Le quatrième jour, la défense entreprit de sortir Clodius de cette fange. Cela semblait une tâche désespérée car personne, pas même Curion, ne doutait vraiment de la culpabilité de son client. Il fit néanmoins de son mieux. Toute sa défense reposait sur une simple confusion d’identité. Il faisait sombre, les femmes étaient hystériques et l’intrus déguisé — comment pouvait-on être certain qu’il s’agissait bien de Clodius ? Ce n’était guère convaincant. Mais alors, tandis que la matinée touchait à sa fin, le parti de Clodius produisit un témoin surprise. Un homme qui s’appelait C. Causinius Schola, citoyen apparemment respectable de la ville d’Interamna, à quelque quatre-vingt-dix milles de Rome, vint assurer que, la nuit en question, Clodius se trouvait là-bas avec lui. Malgré un interrogatoire serré, il ne voulut pas en démordre, et bien que ses déclarations allassent à l’encontre d’une douzaine d’autres, dont celles de la propre mère de César, son témoignage inspirait curieusement confiance.
Cicéron, qui assistait à la scène depuis les rangs réservés aux sénateurs, me fit signe d’approcher.
— Soit cet homme ment, soit il est fou, me chuchota-t-il. C’est bien le jour des mystères de la Bonne Déesse que Clodius est passé me voir, non ?
Maintenant qu’il m’en parlait, je me le rappelais aussi et le lui confirmai.
— De quoi s’agit-il ? s’enquit Hortensius, qui était, comme d’habitude, assis à côté de Cicéron et essayait d’écouter notre conversation.

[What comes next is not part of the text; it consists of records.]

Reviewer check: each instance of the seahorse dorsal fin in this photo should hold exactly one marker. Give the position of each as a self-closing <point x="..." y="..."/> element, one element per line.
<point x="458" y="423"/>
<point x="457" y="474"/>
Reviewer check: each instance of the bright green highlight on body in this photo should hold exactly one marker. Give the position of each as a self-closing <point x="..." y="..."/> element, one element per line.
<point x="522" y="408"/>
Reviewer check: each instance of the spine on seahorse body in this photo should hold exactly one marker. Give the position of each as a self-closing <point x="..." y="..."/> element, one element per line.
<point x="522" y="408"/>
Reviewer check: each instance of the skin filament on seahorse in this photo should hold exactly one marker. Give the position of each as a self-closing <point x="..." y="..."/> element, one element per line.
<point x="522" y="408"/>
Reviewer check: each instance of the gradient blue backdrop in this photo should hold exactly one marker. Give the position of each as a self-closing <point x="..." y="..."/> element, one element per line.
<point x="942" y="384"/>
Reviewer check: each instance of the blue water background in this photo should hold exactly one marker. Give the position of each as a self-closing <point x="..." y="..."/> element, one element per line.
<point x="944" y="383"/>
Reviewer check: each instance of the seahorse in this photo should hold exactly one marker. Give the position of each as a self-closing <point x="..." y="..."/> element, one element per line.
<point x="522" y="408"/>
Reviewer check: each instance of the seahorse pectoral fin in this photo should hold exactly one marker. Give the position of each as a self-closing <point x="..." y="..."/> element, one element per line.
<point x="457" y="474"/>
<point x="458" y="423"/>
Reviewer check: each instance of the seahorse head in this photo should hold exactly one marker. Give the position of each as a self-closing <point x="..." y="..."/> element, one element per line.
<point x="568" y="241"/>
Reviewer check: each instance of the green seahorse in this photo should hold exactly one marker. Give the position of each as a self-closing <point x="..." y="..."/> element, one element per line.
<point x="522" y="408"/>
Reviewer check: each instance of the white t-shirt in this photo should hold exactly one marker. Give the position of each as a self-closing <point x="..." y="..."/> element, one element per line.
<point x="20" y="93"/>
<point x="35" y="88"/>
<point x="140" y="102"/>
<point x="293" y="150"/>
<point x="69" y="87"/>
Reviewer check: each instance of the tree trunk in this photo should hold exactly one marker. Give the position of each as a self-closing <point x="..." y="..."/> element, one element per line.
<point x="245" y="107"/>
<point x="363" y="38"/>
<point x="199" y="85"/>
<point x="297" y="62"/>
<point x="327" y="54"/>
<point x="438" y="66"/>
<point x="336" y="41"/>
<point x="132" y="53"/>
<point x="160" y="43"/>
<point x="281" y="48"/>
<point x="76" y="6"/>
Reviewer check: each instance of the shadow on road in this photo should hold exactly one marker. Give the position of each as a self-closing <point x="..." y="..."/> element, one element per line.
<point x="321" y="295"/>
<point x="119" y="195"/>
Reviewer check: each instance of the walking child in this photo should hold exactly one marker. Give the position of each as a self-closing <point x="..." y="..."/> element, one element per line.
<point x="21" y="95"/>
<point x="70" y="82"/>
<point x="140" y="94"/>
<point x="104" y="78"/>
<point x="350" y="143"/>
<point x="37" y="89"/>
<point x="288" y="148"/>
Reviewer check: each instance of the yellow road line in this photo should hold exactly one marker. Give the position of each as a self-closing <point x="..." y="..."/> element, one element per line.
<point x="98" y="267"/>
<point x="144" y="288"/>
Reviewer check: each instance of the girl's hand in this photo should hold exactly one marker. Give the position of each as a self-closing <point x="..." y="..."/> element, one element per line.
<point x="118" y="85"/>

Cicéron se tourna vers lui.
— Je disais juste que Clodius était venu chez moi ce jour-là, alors comment pouvait-il être à Interamna avant la tombée de la nuit ? Son alibi ne tient pas.
Il parlait sans préméditation : s’il avait réfléchi aux implications de ce qu’il disait, il se serait montré plus prudent.
— Tu dois témoigner, répliqua aussitôt Hortensius. Il faut anéantir les déclarations de cet homme.